En la imagen Diego, hermano de Iago, posando para la cámara
Estos días Iago está de respiro familirar, yo prefiero decir de campamento.
El día que le expliqué que iría de excursión, estaba delante su hermanito y soltó -Nooooo, Iago ya fue, ahora me toca a miiiiiiiiii- tuve que prometerle que el próximo sería él. Y estos días Diego es el rey... pero se nota que le falta su hermano.
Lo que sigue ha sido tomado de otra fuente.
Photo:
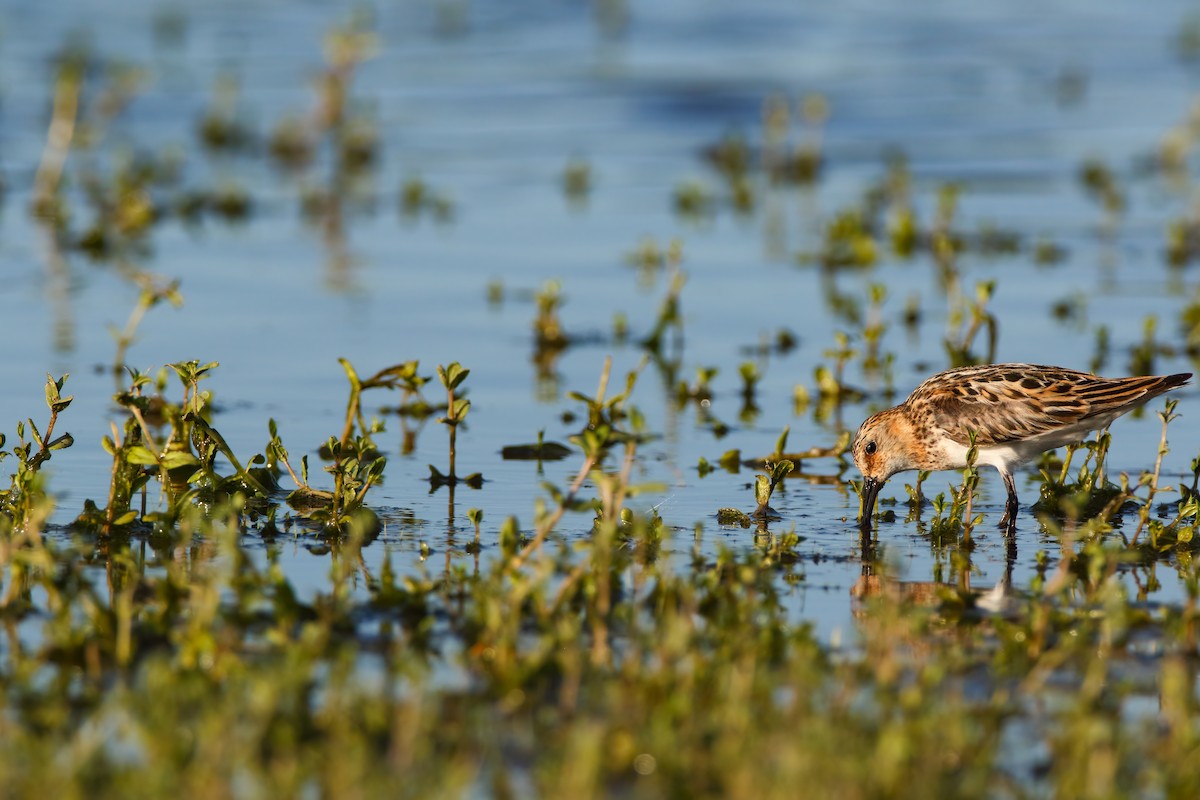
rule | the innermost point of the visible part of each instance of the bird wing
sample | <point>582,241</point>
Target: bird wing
<point>1003,403</point>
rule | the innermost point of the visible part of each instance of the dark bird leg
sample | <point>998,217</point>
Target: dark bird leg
<point>1008,521</point>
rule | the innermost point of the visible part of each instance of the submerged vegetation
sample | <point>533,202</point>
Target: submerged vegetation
<point>159,638</point>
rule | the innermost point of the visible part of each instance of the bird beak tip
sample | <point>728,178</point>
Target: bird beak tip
<point>870,492</point>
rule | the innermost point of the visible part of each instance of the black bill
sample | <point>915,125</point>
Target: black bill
<point>870,491</point>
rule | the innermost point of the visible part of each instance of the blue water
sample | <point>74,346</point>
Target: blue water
<point>487,102</point>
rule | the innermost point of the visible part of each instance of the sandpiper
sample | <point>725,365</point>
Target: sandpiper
<point>1015,410</point>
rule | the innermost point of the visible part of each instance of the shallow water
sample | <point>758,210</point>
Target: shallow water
<point>486,102</point>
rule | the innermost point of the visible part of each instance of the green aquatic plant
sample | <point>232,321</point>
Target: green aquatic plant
<point>451,377</point>
<point>25,505</point>
<point>971,322</point>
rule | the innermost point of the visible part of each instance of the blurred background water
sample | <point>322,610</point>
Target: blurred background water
<point>487,103</point>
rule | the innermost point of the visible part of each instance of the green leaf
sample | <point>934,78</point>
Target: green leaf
<point>139,455</point>
<point>453,374</point>
<point>761,489</point>
<point>179,458</point>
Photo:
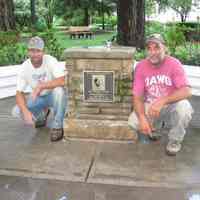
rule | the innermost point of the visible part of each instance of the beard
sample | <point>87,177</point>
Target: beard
<point>156,60</point>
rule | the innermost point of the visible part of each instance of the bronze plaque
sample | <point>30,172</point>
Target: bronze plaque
<point>98,86</point>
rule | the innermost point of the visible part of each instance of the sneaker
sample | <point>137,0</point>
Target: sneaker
<point>56,134</point>
<point>155,136</point>
<point>42,123</point>
<point>173,147</point>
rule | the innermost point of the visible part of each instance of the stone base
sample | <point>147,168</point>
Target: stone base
<point>98,129</point>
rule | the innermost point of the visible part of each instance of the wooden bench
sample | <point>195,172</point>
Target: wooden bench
<point>80,32</point>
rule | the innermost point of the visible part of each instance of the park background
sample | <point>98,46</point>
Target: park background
<point>125,23</point>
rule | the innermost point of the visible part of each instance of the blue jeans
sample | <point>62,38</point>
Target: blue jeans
<point>56,99</point>
<point>176,116</point>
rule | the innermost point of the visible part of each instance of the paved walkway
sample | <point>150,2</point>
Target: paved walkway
<point>27,152</point>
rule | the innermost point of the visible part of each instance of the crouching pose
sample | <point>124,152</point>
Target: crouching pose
<point>43,74</point>
<point>160,92</point>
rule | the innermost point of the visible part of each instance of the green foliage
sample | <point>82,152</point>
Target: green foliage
<point>174,37</point>
<point>139,55</point>
<point>52,45</point>
<point>12,54</point>
<point>181,7</point>
<point>189,55</point>
<point>40,25</point>
<point>154,27</point>
<point>9,38</point>
<point>22,13</point>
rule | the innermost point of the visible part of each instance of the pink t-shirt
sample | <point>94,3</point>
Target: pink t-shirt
<point>155,82</point>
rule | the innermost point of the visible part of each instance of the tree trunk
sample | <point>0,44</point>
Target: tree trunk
<point>33,15</point>
<point>131,21</point>
<point>86,21</point>
<point>7,19</point>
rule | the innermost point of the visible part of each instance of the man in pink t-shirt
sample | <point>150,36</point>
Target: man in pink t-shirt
<point>160,92</point>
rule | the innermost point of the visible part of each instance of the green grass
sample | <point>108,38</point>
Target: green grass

Cuando decidí que Iago iría al respiro, me costó un poco, porque finalmente hice que coincidiera con mis vacaciones. Cuando lo llevé al sitio de reunión, me sentí bien, pues tengo que decir que tengo un niño que es un pedazo de pan, con toda la ilusión del mundo, se quedó sin ningún problema y encantado de la fiesta. Le va la marcha. Y cuando marché de allí, me angustié un poco, pensando si está bien... Pero es que todos necesitamos unos días de vacaciones. Iago de nosotros, su hermano que está todo el tiempo con él, y yo. Pero a Diego, le viene especialmente bien. Iago y él están juntos siempre, lo que hace que su vida sea especial también. Estos días sin su hermano se desmadra, perdonar la expresión, pero es así.
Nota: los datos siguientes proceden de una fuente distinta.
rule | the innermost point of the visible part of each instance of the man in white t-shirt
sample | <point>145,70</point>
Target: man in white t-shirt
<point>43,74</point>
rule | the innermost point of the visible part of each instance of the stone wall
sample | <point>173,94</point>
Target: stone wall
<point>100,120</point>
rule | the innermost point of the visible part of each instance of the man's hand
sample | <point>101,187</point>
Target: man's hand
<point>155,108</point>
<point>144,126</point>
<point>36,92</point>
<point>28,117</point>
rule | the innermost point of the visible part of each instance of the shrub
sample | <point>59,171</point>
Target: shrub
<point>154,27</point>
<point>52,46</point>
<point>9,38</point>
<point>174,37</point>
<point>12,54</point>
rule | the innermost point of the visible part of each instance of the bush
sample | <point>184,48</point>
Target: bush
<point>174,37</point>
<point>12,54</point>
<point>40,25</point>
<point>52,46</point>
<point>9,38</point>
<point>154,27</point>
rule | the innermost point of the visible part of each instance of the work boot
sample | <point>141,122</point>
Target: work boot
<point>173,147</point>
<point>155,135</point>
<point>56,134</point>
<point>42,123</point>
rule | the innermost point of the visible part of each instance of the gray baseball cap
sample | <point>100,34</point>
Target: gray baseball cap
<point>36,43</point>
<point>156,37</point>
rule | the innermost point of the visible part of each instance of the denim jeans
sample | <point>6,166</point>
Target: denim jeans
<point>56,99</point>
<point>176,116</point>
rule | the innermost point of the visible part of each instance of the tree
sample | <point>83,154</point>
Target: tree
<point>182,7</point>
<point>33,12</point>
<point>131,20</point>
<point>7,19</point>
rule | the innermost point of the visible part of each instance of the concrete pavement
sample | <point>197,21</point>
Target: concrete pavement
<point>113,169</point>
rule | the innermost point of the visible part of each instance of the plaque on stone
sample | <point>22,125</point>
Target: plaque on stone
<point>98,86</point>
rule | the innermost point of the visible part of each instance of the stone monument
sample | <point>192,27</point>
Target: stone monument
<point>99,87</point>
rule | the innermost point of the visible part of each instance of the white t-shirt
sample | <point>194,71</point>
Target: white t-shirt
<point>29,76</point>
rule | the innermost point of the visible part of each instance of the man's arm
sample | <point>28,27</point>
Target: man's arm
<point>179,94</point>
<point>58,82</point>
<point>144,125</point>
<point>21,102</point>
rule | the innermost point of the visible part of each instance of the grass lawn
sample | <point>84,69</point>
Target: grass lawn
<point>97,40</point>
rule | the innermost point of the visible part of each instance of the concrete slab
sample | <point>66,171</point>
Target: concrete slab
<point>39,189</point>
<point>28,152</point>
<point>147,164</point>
Y yo, organicé mis poquitos días de vacaciones, de forma que unos días fueran para mi sóla, otros para mis hijos juntos, y otros para mi hijo el pequeño.
Nos quedarán después otros 4 días de vacaciones para estar todos juntos, como remate, antes de cambiar el turno con el padre y estoy pensando en repetir lo de la playa y comer fuera... ya veremos.